The town derived its name from the shape of the main building of the original base of fifteen years previously, still discernible among the sprawl of launch and transportation installations that formed the outskirts on the east side. That was also where most of the scientific complexes were concentrated, having grown from the first field cabins and laboratory shacks. Subsequent development became more orderly as it spread westward and now constituted the central district, with residential precincts, services, amenities, and supporting industries that had quickly come into existence to ease the burden on the supply ships from Venus.

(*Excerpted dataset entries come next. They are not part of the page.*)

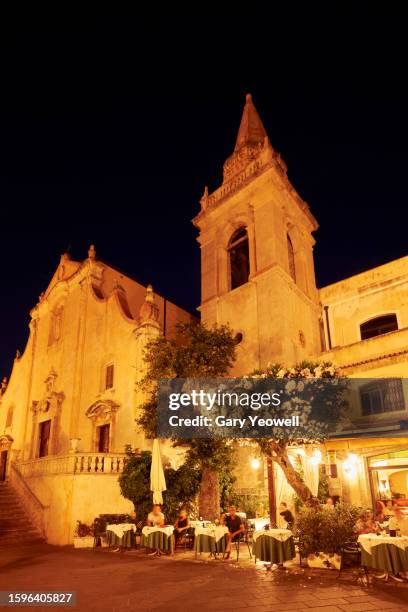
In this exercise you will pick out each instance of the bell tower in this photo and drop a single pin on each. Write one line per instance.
(257, 271)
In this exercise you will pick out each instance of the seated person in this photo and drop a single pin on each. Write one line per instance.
(286, 515)
(389, 509)
(329, 504)
(235, 527)
(366, 523)
(155, 518)
(182, 524)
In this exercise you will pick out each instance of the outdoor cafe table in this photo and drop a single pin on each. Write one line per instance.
(120, 535)
(160, 538)
(273, 545)
(384, 552)
(210, 539)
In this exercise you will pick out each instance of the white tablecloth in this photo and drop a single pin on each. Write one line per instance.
(168, 530)
(278, 534)
(121, 528)
(213, 532)
(259, 523)
(368, 540)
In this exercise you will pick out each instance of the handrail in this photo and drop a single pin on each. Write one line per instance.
(32, 495)
(34, 507)
(74, 463)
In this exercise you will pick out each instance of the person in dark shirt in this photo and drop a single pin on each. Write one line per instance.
(286, 515)
(235, 527)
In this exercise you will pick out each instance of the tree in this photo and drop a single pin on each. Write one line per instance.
(195, 352)
(182, 485)
(323, 403)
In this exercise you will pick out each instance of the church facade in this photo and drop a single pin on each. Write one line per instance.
(68, 409)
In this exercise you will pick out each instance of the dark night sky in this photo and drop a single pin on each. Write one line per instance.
(109, 134)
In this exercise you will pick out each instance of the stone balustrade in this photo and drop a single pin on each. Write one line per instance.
(75, 463)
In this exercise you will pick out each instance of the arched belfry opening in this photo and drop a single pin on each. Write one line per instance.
(291, 257)
(238, 252)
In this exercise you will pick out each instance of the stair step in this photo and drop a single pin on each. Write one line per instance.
(15, 525)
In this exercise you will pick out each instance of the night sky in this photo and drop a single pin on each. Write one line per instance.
(108, 135)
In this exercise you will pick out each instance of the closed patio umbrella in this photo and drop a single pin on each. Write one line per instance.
(157, 480)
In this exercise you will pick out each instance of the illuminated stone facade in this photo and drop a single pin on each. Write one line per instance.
(69, 407)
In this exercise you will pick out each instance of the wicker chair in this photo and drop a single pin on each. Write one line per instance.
(351, 553)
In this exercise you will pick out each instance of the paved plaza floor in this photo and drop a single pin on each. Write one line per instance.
(110, 581)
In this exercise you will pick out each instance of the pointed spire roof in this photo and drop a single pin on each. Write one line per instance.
(251, 130)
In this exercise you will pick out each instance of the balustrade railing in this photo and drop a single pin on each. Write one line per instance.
(75, 463)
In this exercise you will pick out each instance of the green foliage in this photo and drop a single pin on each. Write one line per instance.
(325, 530)
(182, 489)
(182, 485)
(227, 482)
(323, 491)
(134, 482)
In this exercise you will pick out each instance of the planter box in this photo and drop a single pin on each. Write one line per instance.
(85, 542)
(324, 561)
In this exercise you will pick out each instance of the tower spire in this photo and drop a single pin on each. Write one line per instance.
(251, 130)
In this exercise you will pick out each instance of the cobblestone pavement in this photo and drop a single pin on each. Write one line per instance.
(111, 581)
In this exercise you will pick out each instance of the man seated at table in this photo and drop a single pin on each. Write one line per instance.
(181, 525)
(398, 524)
(366, 523)
(235, 527)
(155, 518)
(286, 515)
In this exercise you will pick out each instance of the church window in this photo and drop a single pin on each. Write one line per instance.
(9, 418)
(109, 374)
(291, 257)
(385, 395)
(103, 438)
(378, 326)
(55, 325)
(238, 251)
(44, 438)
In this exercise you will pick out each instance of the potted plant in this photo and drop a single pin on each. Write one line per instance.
(83, 537)
(323, 533)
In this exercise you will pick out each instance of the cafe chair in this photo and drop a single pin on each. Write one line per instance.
(350, 556)
(138, 532)
(242, 538)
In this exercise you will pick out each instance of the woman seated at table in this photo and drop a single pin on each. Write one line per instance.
(398, 524)
(155, 518)
(366, 523)
(182, 524)
(235, 527)
(389, 509)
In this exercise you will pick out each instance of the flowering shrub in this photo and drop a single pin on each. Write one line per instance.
(325, 530)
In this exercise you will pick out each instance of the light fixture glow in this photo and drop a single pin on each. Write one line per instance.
(255, 464)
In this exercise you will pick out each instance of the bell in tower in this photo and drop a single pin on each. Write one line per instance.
(257, 271)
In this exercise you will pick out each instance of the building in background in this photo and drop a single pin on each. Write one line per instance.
(69, 408)
(257, 275)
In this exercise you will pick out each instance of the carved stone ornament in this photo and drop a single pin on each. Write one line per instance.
(149, 310)
(102, 411)
(5, 442)
(51, 400)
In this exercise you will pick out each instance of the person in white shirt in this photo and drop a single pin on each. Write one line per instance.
(155, 518)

On the western periphery was an animal and plant breeding station, where attempts were being made to re-domesticate what were thought to be the descendants of former artificial Terran strains that had reverted to wild.

A white, dust-covered bus brought Kyal, Yorim, and a batch of other arrivals to a reception building in the service area clear of the launch areas. It was their first taste of being out of doors since leaving Venus. Kyal had never seen a landscape of such dazzling clarity under the clear blue sky. The Sun was noticeably smaller than he was used to, but impressively radiant. Venusian days were hazy even when the cloud cover broke, which was seldom. The other striking thing was the dryness of terrain, extending away as a brown, dusty plain on the far side of the launch area to craggy hills rising in the distance. Venus was humid and soggy everywhere. Supposedly, Earth had been like that once. He tried to imagine the surroundings without the launch gantries, servicing hangars, or any of the other constructions, empty and desolate, as it had been fifteen years ago when Armin Harra set the first Venusian foot on the surface of Earth. There wasn't a Venusian who had never seen the recording of that memorable moment, or a schoolchild who couldn't recite the immortal line that had gone down in history. It was only years later that the diligent research of a zealous student journalist established that the first words actually uttered on the surface of Earth had been, "Is the camera running yet?"